If you want perfection you may want to ditch the auto flow calibration and do the manual-ish calibration inside bambu studio / orca slicer etc. At least that has worked well for me recently.
This allows you to dial in the flow-rate and pressure advance and not rely on the lidar sensing every run. For me it has only been a big deal for say PETG or engineering filaments, PLA just works (YMMV).
Finally that new photo’s top surface doesn’t appear monotonic, the model must have some feature extending to there such that it treats that as its own area. IS that how it was extruded in the 3d modeler?
Hello all!
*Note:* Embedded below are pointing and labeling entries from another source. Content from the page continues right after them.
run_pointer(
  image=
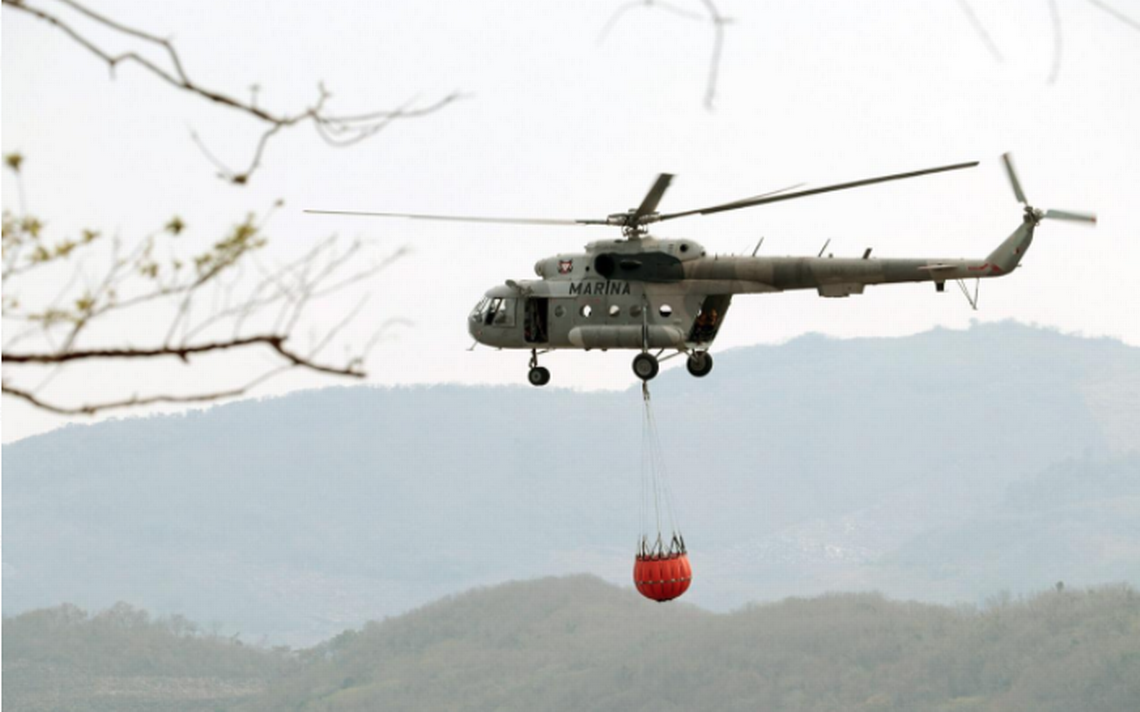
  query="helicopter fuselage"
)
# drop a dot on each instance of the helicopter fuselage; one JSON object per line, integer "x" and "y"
{"x": 653, "y": 293}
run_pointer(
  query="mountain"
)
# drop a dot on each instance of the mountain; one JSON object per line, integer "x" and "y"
{"x": 944, "y": 466}
{"x": 578, "y": 643}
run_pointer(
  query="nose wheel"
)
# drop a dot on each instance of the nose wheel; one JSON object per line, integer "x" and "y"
{"x": 700, "y": 363}
{"x": 645, "y": 366}
{"x": 537, "y": 375}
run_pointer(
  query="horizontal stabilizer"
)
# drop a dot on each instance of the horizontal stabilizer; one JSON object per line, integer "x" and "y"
{"x": 935, "y": 268}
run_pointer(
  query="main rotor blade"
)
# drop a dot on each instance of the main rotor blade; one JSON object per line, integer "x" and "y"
{"x": 649, "y": 205}
{"x": 788, "y": 196}
{"x": 1008, "y": 162}
{"x": 1061, "y": 214}
{"x": 457, "y": 218}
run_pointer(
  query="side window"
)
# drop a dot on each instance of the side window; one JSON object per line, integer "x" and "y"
{"x": 504, "y": 313}
{"x": 491, "y": 311}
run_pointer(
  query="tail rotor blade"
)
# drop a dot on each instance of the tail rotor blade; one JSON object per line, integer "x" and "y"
{"x": 1061, "y": 214}
{"x": 1008, "y": 162}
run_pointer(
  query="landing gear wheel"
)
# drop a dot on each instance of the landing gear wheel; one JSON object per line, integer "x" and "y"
{"x": 700, "y": 363}
{"x": 645, "y": 366}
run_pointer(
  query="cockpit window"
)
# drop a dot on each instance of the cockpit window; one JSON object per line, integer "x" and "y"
{"x": 477, "y": 313}
{"x": 504, "y": 312}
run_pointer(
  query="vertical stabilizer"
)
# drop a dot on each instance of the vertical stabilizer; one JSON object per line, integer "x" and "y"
{"x": 1007, "y": 256}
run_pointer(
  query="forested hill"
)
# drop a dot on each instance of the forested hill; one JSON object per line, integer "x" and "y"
{"x": 580, "y": 644}
{"x": 943, "y": 466}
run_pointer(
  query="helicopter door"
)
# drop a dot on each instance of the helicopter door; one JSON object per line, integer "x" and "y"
{"x": 536, "y": 320}
{"x": 709, "y": 318}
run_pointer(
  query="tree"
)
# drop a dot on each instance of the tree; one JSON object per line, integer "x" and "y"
{"x": 203, "y": 297}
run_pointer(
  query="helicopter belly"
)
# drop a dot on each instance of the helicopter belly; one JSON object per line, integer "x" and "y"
{"x": 626, "y": 336}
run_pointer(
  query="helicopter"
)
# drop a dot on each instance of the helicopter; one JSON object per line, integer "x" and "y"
{"x": 651, "y": 294}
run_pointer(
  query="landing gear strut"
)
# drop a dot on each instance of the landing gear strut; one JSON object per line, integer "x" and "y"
{"x": 537, "y": 376}
{"x": 645, "y": 366}
{"x": 700, "y": 363}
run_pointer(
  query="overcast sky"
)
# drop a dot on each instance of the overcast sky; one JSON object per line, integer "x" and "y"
{"x": 561, "y": 124}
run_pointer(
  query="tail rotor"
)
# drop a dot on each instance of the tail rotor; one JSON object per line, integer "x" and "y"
{"x": 1033, "y": 214}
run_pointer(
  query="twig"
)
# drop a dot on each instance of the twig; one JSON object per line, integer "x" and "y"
{"x": 351, "y": 129}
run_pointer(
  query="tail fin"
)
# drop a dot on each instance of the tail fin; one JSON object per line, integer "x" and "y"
{"x": 1007, "y": 256}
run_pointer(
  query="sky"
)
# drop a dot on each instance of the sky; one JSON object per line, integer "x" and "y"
{"x": 559, "y": 121}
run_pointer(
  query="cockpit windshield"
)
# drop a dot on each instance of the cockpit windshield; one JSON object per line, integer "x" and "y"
{"x": 495, "y": 311}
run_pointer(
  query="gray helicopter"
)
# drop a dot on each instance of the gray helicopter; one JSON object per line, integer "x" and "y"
{"x": 656, "y": 295}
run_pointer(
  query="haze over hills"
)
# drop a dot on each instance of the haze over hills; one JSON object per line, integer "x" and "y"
{"x": 578, "y": 643}
{"x": 945, "y": 466}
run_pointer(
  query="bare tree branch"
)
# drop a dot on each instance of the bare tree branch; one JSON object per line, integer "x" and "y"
{"x": 335, "y": 130}
{"x": 274, "y": 341}
{"x": 90, "y": 409}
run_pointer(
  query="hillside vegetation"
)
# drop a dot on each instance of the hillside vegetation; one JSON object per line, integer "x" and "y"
{"x": 579, "y": 644}
{"x": 122, "y": 660}
{"x": 942, "y": 466}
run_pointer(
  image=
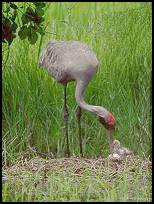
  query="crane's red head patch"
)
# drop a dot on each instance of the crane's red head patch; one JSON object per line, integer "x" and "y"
{"x": 108, "y": 122}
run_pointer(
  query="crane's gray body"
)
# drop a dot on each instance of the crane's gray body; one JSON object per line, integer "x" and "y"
{"x": 69, "y": 60}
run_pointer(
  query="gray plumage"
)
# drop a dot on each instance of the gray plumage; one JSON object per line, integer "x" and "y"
{"x": 75, "y": 61}
{"x": 69, "y": 60}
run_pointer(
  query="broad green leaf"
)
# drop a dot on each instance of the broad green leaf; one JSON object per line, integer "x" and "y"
{"x": 23, "y": 32}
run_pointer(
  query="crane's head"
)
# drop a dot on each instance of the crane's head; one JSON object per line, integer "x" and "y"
{"x": 108, "y": 121}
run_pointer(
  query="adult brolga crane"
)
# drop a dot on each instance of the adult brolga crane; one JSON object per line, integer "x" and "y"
{"x": 74, "y": 61}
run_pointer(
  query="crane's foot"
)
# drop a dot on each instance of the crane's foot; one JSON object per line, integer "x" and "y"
{"x": 78, "y": 115}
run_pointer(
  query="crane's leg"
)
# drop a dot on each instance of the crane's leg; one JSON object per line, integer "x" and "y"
{"x": 110, "y": 138}
{"x": 78, "y": 115}
{"x": 66, "y": 114}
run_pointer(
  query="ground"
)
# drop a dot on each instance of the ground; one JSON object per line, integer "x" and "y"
{"x": 79, "y": 179}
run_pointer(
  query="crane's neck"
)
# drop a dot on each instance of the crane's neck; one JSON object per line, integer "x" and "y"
{"x": 80, "y": 88}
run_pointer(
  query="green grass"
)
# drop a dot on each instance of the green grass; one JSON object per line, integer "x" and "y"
{"x": 121, "y": 36}
{"x": 81, "y": 182}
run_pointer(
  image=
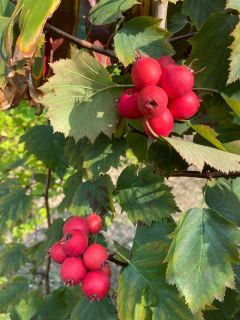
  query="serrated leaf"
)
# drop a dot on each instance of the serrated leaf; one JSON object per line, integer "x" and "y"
{"x": 46, "y": 146}
{"x": 144, "y": 196}
{"x": 143, "y": 282}
{"x": 12, "y": 258}
{"x": 198, "y": 155}
{"x": 16, "y": 287}
{"x": 103, "y": 154}
{"x": 87, "y": 310}
{"x": 234, "y": 73}
{"x": 204, "y": 245}
{"x": 212, "y": 50}
{"x": 14, "y": 206}
{"x": 74, "y": 151}
{"x": 200, "y": 10}
{"x": 89, "y": 107}
{"x": 107, "y": 11}
{"x": 144, "y": 34}
{"x": 224, "y": 201}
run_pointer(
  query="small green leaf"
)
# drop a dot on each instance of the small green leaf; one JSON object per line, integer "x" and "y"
{"x": 144, "y": 34}
{"x": 200, "y": 256}
{"x": 107, "y": 11}
{"x": 144, "y": 196}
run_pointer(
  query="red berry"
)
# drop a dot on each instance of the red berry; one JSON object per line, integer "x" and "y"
{"x": 95, "y": 256}
{"x": 106, "y": 268}
{"x": 75, "y": 223}
{"x": 72, "y": 271}
{"x": 161, "y": 125}
{"x": 177, "y": 81}
{"x": 165, "y": 61}
{"x": 94, "y": 223}
{"x": 75, "y": 242}
{"x": 146, "y": 72}
{"x": 96, "y": 285}
{"x": 57, "y": 253}
{"x": 127, "y": 106}
{"x": 152, "y": 101}
{"x": 184, "y": 107}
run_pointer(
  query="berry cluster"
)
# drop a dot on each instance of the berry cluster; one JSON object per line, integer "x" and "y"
{"x": 162, "y": 93}
{"x": 80, "y": 262}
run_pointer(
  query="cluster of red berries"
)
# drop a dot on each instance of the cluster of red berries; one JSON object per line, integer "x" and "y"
{"x": 162, "y": 93}
{"x": 80, "y": 262}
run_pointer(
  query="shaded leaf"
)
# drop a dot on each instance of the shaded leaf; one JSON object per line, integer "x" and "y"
{"x": 200, "y": 256}
{"x": 144, "y": 34}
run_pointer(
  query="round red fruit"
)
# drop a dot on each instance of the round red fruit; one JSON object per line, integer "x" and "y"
{"x": 96, "y": 285}
{"x": 184, "y": 107}
{"x": 75, "y": 223}
{"x": 94, "y": 223}
{"x": 165, "y": 61}
{"x": 161, "y": 125}
{"x": 72, "y": 271}
{"x": 95, "y": 256}
{"x": 75, "y": 242}
{"x": 152, "y": 101}
{"x": 177, "y": 81}
{"x": 127, "y": 106}
{"x": 146, "y": 72}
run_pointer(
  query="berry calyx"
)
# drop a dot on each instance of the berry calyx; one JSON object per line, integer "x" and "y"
{"x": 184, "y": 107}
{"x": 75, "y": 242}
{"x": 57, "y": 253}
{"x": 96, "y": 285}
{"x": 75, "y": 223}
{"x": 95, "y": 256}
{"x": 161, "y": 125}
{"x": 72, "y": 271}
{"x": 152, "y": 101}
{"x": 146, "y": 72}
{"x": 94, "y": 223}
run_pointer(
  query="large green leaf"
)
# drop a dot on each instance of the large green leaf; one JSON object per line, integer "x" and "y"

Just an update that I managed to solve this issue by changing the setting below:
Bridge speed down to 10mm/s
Change 0.08 preset to 0.2 preset. (This setting somehow solved most of the defects that i was facing, weird!)
50% infill with Adaptive Cubic pattern.
50 mm/s ironing speed, 25% Ironing flow and Ironing line spacing 0.1mm.
Now all my print’s top surface came out perfect (picture below) !! I would like to thank all of you all for providing me with suggestions and helping me solve this issue! Much appreciated!